Its executive director Will Straw described Vote Leave's arguments as "unedifying speculation" and claimed several of its supporters wanted to privatise the NHS.
And the TUC said the NHS, which costs £2.25bn a week to run and is reliant on migrant labour, would face a staffing crisis if the UK was to vote to leave the EU.
The BBC's political correspondent Iain Watson said there was likely to be a lot of trading of statistics during the campaign, with some opinions stated as facts.
Addressing the broader economic case for remaining in the UK, Lord Darling, who was Labour chancellor from 2007 to 2010, warned against choosing "isolation rather than influence".
In a speech in London, the Labour peer - who led the successful Better Together campaign in the Scottish independence referendum - argued the referendum was "not about sovereignty" because the UK "is a sovereign nation and will remain so".
EU referendum: In depth
The Labour peer rejected claims that the Remain campaign was using the same tactics as Better Together did in 2014 - dubbed "Project Fear" by its opponents - saying he made "no apology" for exposing his opponents' "fear of the spotlight of legitimate scrutiny".

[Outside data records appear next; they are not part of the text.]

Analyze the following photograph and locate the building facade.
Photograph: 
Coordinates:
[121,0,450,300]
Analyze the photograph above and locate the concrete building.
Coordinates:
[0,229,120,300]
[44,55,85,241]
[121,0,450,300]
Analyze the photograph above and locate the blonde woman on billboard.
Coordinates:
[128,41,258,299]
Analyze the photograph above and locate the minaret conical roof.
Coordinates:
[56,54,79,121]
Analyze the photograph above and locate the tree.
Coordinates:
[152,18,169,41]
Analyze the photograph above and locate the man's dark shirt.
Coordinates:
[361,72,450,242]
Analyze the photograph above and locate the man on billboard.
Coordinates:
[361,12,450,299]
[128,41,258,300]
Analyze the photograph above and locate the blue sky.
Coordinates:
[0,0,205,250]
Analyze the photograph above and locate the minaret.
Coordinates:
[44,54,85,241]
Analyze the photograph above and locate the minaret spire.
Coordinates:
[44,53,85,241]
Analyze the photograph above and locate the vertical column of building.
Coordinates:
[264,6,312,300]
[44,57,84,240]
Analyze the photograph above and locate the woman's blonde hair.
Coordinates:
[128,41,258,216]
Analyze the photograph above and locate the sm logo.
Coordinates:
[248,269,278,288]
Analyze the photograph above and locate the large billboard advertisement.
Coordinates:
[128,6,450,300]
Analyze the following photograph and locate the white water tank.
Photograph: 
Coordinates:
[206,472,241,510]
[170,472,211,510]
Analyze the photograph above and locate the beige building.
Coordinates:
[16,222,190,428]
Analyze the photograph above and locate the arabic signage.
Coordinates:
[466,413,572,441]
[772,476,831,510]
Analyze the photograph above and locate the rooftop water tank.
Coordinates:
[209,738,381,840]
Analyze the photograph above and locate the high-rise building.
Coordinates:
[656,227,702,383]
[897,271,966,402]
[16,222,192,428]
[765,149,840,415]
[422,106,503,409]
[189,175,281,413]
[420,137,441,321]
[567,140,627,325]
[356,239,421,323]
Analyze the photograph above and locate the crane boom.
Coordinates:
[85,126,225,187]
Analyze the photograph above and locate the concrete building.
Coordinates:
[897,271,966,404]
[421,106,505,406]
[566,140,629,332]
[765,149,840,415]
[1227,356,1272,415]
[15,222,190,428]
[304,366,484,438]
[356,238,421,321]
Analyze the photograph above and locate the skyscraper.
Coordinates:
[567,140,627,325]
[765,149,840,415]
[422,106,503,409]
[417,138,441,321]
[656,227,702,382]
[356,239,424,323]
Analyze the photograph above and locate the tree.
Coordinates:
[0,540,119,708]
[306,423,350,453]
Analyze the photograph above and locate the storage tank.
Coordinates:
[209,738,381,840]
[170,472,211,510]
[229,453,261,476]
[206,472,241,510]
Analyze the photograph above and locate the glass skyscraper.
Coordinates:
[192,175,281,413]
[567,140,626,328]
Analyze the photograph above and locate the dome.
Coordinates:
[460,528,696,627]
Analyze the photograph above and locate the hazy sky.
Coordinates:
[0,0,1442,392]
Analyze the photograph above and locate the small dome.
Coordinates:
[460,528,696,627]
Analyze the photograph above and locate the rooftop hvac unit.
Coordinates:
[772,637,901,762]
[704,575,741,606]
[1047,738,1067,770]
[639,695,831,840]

"It is not Project Fear. In truth, it is a reality check. The kind anyone would rightly take before making an enormous decision affecting their lives."
Speaking in Washington, ahead of a visit by US President Barack Obama to the UK next week, George Osborne said it was the "overwhelming view" of foreign governments and international institutions such as IMF and Nato that the UK should remain.

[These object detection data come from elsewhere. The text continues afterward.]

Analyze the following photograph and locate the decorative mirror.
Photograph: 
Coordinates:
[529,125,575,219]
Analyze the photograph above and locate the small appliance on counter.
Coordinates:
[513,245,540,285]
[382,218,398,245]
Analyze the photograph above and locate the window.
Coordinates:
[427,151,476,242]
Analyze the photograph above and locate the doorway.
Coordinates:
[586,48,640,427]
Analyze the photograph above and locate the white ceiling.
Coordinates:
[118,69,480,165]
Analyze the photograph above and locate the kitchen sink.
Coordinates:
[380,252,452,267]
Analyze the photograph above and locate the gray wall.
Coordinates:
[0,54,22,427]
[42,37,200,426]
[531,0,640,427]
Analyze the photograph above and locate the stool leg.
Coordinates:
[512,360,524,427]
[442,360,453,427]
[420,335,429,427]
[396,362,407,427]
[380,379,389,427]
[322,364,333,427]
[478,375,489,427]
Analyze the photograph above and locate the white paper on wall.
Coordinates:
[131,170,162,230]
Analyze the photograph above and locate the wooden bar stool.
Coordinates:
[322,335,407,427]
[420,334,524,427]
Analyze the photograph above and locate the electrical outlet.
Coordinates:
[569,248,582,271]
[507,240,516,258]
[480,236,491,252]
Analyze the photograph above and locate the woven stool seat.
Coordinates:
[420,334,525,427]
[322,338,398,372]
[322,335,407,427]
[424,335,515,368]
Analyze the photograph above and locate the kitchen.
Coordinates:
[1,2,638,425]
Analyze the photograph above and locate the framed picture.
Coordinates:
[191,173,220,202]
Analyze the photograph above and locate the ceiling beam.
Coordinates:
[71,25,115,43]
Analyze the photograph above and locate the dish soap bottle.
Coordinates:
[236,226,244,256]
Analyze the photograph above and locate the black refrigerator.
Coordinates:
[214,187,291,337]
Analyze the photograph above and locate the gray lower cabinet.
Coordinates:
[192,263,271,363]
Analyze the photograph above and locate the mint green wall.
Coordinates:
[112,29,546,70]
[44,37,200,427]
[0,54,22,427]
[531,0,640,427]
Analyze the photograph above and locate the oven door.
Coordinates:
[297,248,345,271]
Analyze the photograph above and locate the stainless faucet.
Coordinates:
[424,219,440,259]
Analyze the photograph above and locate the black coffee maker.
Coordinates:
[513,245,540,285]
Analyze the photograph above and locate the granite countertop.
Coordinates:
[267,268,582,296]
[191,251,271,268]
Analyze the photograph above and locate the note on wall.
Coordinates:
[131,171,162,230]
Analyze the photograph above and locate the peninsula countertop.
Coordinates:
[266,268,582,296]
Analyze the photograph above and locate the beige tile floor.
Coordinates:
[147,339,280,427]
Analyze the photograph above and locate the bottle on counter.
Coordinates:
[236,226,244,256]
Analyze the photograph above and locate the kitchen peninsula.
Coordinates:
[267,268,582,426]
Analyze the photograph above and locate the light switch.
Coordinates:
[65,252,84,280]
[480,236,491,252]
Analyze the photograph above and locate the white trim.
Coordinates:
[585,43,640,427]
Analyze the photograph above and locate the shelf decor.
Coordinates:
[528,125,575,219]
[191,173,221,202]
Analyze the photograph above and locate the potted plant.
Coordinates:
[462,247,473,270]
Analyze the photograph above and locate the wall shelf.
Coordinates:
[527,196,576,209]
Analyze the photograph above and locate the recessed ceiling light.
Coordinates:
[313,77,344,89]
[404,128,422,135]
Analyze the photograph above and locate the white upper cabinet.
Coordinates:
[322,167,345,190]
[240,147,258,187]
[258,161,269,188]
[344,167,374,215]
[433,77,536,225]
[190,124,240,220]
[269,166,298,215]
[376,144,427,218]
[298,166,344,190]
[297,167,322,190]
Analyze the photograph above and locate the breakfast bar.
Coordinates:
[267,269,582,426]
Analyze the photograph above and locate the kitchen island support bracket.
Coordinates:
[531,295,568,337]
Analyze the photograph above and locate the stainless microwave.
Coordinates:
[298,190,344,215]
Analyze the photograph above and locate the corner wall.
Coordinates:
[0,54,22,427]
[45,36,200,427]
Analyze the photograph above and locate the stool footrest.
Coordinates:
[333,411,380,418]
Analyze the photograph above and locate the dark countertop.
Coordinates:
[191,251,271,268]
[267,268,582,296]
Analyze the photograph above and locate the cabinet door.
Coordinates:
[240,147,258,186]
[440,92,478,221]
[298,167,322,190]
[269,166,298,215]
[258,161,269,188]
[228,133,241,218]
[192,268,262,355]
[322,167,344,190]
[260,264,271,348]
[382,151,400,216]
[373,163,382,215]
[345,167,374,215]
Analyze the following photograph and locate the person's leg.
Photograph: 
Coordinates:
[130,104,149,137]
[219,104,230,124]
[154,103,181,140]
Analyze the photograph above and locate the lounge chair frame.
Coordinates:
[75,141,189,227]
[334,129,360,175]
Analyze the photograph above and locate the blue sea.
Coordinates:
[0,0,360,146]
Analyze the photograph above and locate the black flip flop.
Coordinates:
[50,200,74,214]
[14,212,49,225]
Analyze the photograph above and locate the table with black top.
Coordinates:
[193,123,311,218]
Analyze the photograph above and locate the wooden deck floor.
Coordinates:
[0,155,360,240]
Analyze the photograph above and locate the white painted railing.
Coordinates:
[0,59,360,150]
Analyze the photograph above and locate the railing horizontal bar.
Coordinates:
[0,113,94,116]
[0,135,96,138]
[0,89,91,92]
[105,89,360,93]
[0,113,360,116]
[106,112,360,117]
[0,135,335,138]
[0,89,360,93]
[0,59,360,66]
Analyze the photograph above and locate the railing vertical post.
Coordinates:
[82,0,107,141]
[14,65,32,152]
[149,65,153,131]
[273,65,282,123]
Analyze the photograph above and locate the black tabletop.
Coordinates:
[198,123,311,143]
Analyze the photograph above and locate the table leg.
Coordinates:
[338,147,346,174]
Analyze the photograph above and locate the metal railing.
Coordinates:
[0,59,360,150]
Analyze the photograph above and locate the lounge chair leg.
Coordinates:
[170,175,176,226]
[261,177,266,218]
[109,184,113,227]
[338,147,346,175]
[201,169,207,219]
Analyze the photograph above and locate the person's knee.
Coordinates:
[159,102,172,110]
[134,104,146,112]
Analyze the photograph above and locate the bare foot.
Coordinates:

Asked whether he agreed with the Remain campaign's claim that mortgage rates would go up in the event of EU exit, Mr Osborne said this was a matter for the Bank of England but it was a widely held view that "prices would rise, jobs would be lost and living standards would fall".
But Vote Leave chief executive Matthew Elliott said: "Less than 24 hours in and the pro-EU camp are already panicking - resorting to doing down the economy and people's mortgages to intimidate the British public into voting their way."

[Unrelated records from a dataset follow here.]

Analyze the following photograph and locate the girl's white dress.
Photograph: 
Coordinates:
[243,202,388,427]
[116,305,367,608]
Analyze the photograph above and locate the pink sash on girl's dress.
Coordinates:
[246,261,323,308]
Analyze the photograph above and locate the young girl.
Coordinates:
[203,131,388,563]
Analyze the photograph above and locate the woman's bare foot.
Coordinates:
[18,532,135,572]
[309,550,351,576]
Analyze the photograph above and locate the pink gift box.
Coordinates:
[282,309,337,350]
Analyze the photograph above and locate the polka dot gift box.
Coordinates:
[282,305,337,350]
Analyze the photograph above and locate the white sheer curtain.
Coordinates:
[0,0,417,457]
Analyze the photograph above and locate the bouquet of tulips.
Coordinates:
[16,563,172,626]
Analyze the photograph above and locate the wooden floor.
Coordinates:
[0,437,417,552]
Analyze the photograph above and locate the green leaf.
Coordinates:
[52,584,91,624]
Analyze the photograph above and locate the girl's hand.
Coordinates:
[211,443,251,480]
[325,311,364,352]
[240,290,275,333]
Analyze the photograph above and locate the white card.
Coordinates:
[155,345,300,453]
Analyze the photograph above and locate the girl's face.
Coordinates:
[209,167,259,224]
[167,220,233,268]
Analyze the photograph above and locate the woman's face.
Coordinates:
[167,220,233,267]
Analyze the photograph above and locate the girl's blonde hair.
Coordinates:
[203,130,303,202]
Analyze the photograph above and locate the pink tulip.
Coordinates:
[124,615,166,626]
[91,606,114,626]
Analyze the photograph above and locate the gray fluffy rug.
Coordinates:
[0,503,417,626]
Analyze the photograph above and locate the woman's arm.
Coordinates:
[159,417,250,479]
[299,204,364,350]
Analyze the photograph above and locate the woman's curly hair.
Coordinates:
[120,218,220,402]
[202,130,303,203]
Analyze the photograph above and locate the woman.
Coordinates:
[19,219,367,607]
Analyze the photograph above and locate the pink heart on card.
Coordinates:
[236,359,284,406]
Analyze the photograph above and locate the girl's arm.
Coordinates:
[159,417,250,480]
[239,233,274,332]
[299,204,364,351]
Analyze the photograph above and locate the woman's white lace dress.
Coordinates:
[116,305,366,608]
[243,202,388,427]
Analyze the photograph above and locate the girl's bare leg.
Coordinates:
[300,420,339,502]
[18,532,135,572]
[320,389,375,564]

At a Brexit rally in Manchester, Boris Johnson said one of the most "depressing things about the campaign to Bremain" is that "there is not a shred of idealism" - but Labour accused him of "talking down Britain's influence".
"The EU, they say - it's crap but we have no alternative," Mr Johnson said.
"Well we do have an alternative, and it is a glorious alternative, a relationship with Europe based not on the whims of unelected bureaucrats but on cooperation between elected governments."
UKIP leader Nigel Farage has, meanwhile, challenged David Cameron to a face-to-face debate as he delivered a letter to Downing Street protesting at the government's pro-EU £9m leaflet campaign.
Mr Farage, who took on former Lib Dem leader Nick Clegg during the 2014 European elections, said the government's arguments were "jammed full of lies and inaccuracies" and the prime minister must front up to "see if your claims will stand up to public scrutiny".
"Name your place and time and let's have a live, televised, head-to-head debate where we can debate one of the greatest political questions of our time," he said.
Meanwhile, Cardinal Vincent Nichols - the head of the Catholic Church in England and Wales - urged parishioners to "pray for guidance" and look beyond narrow economic concerns.
However he said he believed if the UK left the EU it would face "more complex problems than we would if we were playing an active part with Europe".
"In the EU, trade is harnessed to peace. An essential feature of the EU is the peace that has been sustained in Europe since the end of the second world war."